Si pendant plusieurs décennies se sont essentiellement les médecins qui se sont tournés vers la psychanalyse nous savons que ce n’est plus le cas aujourd’hui et que ce sont les psychologues qui ont pris le relais. Un étudiant en psychologie voit bien, à la fin de son cursus universitaire qu’il ne sait pas conduire une psychothérapie. Il a appris à reconnaître des symptômes, des syndromes, il sait faire des entretiens d’aide ou de soutien psychologique. Il sait également comment évaluer le niveau intellectuel ou la personnalité d’un patient grâce à des tests. Mais face à des patients qui expriment leur détresse et leur souffrance, leur plainte et leur demande, il est démuni. Il ne sait pas quoi faire.

 

L’attrait des méthodes comportementales et cognitives est de pouvoir intéresser les étudiants grâce à une méthode claire et simple dont on acquiert les techniques en quelques années, et les sortir ainsi de l’embarras dans lequel ils se trouvent. La psychanalyse apparait, en comparaison, comme une vieillerie incompréhensible et ennuyeuse, qui nécessite de longues années d’études. Sans parler des difficultés pour se repérer au milieu des différentes écoles et le brouhaha qui se dégage des querelles de chapelles.

 

Pour donner envie aux jeunes générations de s’approcher des écoles de psychanalyse, c’est aux psychanalystes de témoigner publiquement des effets de la psychanalyse, sur eux d’abord, en tant que psychanalysant. Il est urgent de dire haut et fort que la psychanalyse donne envie de danser, de chanter, de se cultiver, d’aimer, de rire, de s’émerveiller, de travailler, de créer.
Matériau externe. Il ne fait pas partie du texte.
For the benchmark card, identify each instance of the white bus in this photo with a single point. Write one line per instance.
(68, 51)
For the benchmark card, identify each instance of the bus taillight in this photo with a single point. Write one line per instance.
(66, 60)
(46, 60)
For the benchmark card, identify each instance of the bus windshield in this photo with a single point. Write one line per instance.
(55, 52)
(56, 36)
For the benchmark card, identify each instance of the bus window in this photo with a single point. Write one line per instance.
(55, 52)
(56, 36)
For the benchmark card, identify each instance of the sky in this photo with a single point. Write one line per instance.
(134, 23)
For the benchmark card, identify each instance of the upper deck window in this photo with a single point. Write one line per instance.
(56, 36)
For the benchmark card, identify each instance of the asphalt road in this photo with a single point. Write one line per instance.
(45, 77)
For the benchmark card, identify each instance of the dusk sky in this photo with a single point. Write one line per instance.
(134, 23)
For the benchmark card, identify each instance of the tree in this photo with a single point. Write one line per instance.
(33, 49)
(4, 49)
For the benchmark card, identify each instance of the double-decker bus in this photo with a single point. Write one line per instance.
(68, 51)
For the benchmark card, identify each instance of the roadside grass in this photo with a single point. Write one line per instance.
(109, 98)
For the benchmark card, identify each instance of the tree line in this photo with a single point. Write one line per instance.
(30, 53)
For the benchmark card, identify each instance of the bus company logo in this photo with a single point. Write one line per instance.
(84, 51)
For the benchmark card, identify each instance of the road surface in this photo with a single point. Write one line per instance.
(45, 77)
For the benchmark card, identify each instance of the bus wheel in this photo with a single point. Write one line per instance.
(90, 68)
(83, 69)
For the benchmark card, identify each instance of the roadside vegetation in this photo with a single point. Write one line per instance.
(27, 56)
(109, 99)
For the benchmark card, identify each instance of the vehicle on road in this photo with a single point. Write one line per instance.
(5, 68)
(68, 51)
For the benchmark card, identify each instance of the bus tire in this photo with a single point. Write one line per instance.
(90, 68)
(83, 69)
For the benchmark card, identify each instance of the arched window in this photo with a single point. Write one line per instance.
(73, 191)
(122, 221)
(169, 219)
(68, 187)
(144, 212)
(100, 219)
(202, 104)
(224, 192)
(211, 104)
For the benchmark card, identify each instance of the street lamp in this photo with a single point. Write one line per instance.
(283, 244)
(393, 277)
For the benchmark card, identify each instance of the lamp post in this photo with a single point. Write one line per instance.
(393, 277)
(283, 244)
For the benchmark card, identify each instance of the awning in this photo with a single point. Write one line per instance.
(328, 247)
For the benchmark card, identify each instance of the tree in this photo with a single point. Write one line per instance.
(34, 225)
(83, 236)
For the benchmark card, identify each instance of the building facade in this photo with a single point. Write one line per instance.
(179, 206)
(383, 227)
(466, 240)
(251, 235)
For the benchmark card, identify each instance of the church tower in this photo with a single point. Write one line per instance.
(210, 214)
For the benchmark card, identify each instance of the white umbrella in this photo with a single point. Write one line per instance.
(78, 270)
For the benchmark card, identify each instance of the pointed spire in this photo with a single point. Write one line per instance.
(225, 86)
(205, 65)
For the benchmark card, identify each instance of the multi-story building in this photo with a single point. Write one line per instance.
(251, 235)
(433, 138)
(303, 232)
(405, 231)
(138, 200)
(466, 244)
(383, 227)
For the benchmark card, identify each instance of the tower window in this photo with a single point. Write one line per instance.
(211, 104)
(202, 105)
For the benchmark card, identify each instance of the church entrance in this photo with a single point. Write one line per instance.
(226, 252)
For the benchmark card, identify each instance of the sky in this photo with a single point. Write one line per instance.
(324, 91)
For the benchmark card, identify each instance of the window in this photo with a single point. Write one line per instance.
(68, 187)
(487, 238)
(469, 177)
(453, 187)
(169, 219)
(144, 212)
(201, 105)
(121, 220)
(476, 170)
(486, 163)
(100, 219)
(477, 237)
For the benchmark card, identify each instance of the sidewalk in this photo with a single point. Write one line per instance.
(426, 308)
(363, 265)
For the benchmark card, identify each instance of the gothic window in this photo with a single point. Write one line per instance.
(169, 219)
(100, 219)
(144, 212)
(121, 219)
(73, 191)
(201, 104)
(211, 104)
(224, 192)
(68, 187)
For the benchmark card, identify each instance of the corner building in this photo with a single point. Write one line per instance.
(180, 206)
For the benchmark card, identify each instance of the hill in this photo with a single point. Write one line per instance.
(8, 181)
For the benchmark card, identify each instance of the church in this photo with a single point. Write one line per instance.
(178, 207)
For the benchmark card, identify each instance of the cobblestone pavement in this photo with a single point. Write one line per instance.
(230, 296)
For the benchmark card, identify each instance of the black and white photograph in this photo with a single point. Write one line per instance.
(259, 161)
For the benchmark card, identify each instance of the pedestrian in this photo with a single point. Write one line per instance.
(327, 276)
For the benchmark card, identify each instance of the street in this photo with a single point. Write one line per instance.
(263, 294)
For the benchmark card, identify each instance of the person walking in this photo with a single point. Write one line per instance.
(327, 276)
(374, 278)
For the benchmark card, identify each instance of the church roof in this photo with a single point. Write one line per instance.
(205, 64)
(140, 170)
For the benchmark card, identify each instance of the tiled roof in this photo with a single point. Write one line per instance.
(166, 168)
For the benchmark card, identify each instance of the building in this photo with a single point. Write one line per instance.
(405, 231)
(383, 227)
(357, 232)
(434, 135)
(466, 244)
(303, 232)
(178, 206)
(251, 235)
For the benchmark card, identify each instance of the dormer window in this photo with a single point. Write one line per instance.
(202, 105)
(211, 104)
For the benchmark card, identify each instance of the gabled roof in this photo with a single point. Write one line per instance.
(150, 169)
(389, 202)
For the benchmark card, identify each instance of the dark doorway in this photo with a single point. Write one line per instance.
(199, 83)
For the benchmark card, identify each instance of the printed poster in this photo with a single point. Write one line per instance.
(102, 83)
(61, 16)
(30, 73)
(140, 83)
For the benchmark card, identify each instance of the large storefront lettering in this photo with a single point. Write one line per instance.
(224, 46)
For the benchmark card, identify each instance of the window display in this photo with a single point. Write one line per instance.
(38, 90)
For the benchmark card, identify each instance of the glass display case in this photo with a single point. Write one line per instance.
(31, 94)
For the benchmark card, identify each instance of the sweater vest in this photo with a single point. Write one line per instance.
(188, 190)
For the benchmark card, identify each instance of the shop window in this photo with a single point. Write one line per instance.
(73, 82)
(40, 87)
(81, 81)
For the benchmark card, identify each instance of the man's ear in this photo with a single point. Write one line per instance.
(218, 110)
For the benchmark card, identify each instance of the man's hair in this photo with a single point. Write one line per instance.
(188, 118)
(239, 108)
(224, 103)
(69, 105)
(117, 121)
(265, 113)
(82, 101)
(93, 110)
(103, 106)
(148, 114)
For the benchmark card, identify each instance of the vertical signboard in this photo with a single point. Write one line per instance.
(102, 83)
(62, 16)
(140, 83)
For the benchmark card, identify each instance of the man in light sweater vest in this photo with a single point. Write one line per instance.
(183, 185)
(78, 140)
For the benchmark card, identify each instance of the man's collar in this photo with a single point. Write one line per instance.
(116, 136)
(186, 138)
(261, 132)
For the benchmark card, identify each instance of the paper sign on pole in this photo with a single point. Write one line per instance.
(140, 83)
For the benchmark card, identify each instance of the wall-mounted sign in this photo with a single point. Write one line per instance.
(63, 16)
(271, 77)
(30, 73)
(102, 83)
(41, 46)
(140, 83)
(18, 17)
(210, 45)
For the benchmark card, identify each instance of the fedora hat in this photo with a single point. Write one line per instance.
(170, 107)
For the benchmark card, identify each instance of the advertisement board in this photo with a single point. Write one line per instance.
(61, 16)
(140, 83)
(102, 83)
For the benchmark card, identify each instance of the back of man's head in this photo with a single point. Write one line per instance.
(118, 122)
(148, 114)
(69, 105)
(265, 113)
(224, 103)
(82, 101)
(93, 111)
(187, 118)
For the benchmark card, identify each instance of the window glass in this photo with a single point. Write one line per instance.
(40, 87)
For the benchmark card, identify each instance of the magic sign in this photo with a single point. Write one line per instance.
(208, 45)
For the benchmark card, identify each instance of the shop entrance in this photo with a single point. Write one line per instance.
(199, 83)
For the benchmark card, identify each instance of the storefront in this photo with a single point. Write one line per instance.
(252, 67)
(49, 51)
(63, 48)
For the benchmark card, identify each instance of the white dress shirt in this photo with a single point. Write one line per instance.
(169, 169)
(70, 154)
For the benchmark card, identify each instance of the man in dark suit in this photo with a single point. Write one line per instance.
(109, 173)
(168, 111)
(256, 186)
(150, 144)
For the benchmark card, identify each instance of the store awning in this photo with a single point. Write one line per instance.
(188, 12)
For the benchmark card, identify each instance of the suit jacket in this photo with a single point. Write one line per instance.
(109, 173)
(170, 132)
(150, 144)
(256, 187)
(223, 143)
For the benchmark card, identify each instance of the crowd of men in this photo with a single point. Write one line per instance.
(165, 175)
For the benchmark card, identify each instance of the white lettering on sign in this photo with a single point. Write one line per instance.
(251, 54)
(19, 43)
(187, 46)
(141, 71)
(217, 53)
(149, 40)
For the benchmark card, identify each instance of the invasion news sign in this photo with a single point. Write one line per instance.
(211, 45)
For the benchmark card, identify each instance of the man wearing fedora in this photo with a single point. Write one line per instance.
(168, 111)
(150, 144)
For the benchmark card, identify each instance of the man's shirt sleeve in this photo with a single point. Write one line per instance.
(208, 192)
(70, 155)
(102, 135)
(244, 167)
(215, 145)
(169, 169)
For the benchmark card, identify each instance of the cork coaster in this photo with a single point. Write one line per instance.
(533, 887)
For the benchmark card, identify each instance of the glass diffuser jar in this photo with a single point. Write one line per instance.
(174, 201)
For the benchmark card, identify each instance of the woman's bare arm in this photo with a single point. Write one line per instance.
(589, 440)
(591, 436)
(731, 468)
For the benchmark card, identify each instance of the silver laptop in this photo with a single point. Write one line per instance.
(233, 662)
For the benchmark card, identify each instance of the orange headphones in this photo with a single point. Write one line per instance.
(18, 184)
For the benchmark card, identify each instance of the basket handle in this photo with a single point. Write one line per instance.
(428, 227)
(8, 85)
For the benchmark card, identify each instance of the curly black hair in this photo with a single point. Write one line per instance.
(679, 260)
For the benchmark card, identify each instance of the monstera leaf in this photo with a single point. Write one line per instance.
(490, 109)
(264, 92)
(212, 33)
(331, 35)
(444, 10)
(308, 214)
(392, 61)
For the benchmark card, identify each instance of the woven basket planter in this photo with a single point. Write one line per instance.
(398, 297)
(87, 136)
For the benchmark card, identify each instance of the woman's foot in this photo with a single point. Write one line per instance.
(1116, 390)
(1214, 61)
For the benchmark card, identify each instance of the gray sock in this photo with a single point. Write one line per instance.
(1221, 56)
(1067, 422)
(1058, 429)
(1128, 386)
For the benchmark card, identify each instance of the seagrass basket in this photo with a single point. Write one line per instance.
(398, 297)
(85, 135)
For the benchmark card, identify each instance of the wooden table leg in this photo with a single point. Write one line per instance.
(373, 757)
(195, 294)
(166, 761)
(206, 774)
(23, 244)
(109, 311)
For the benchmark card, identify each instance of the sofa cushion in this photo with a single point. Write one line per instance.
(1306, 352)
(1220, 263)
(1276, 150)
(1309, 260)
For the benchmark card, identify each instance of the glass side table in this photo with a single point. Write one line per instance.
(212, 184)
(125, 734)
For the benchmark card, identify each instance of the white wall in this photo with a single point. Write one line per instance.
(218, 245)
Dire que la psychanalyse n’est pas triste, ni lourde. Elle est sérieuse parce qu’elle fait série. Elle est rigoureuse mais pas rigide. Elle est joyeuse et nourrit notre gai savoir.

 

Il faut également encourager les jeunes qui ont entendu quelque chose de l’inconscient freudien à rencontrer un psychanalyste, rencontrer leur désir sur le divan et rencontrer des patients pour apprendre, grâce à la clinique psychanalytique, sans attendre pour cela d’avoir cinquante ou soixante ans. C’est ce que nous faisons au RPH depuis bientôt quinze ans.

 

Pour conclure et pour réveiller vos oreilles et vos jambes je vous invite à vous promener dans les dernières décennies musicales avec Blue Suede Shoes (Carl Perkins, Elvis Presley ou Bill Haley), Light my fire (The Doors), Miss You (The Rolling Stones), Marcia Baila (Les Rita Mitsouko), Groove Is In The Heart (Dee-Lite), Trompeta Alegre (Rafael Rodriguez) I gotta feeling (Black Eyed Peas). Notez que tous ces musiciens avaient moins de trente ans lorsqu’ils ont commencé leur carrière.

 

Un premier pas pour inviter la jeune génération à nous rejoindre gaiement dans la danse avec le réel que permet la psychanalyse.